Determines how the transformation will select the preferred record when you choose the row-based consolidation mode.

Choose Most Data to specify the record with the greatest number of characters as the preferred record. Choose Most Filled to specify the row with the highest number of populated fields. Choose Modal Exact to select the record with the highest number of fields that contain the most common values in their respective columns.

3Field name column.

Lists the fields in the input records that the Deduplicate transformation will read. The field name column is visible when you select the field-based consolidation mode. You can specify a consolidation strategy for each field when you select field-based consolidation.

4Strategy.

Determines how the transformation selects the value in each field for the preferred record when you choose the field-based consolidation mode.

You can select one of the following strategies:

- Highest row ID. Use the value from the record with the highest row ID or sequence ID. Highest row ID is the default strategy.
- Average. Use the average value across the records.
- Longest. Use the longest value in the field across the records.
- Maximum. Use the highest number in the field across the records. Or, choose the last value in alphabetical order.
- Minimum. Use the lowest number in the field across the records. Or, choose the first value in alphabetical order.
- Most frequent. Use the most frequently-occurring value in the field across the records, including blank, empty, or zero-length string fields.

Note: The consolidation operation will not add a null value to the preferred record.

- Most frequent non-blank. Use the most frequently-occurring value in the field across the records, excluding null, blank, empty, or zero-length string fields.
- Shortest. Use the shortest value in the field across the records.

5Type

Indicates whether the asset created the field during the deduplication operation or whether you added the field to the asset in the Consolidation pane.

6Data Type

Identifies the data type of the field. The default data type on all fields is String. You can modify the data type in field-based consolidation to suit your data requirements.
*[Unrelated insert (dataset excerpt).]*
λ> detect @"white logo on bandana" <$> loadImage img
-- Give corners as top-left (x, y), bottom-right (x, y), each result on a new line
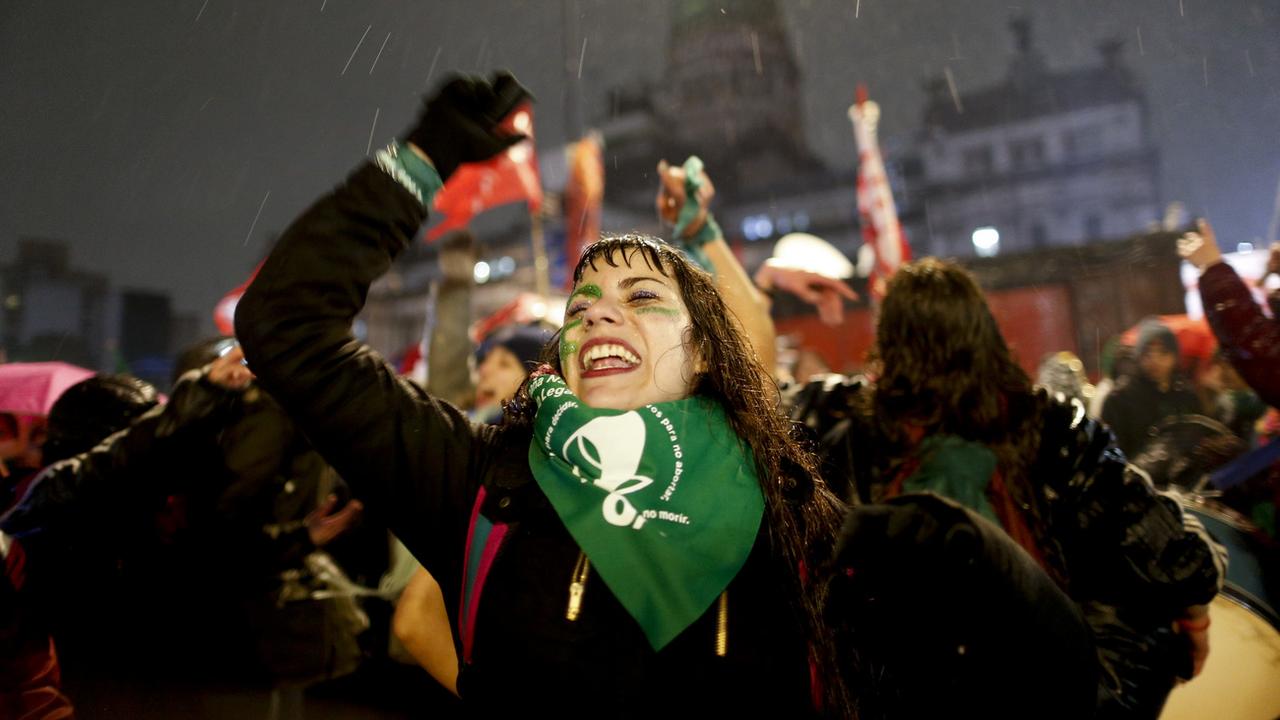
top-left (562, 411), bottom-right (653, 529)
You can select one of the following data types for a field:

- Date/Time
- Float
- Integer
- String

Note: If you modify the data type of a field, do not change the mode to No Consolidation or Row-based consolidation without first saving the asset. The asset discards any update that you make to a data type in Field-based consolidation mode if you change to another mode.

7Add field button.

Adds one or more inputs to the consolidation operation when you select the field-based mode.

Add fields in the following cases:

- The identity analysis that you define on the Deduplication tab does not cover all of the fields that the transformation will analyze.
- You want to specify a non-default strategy for the additional fields.

The field-based strategies will apply to every input field that you map to the deduplicate asset in the transformation. If you do not specify a strategy for a field in field-based mode, the transformation applies the default strategy.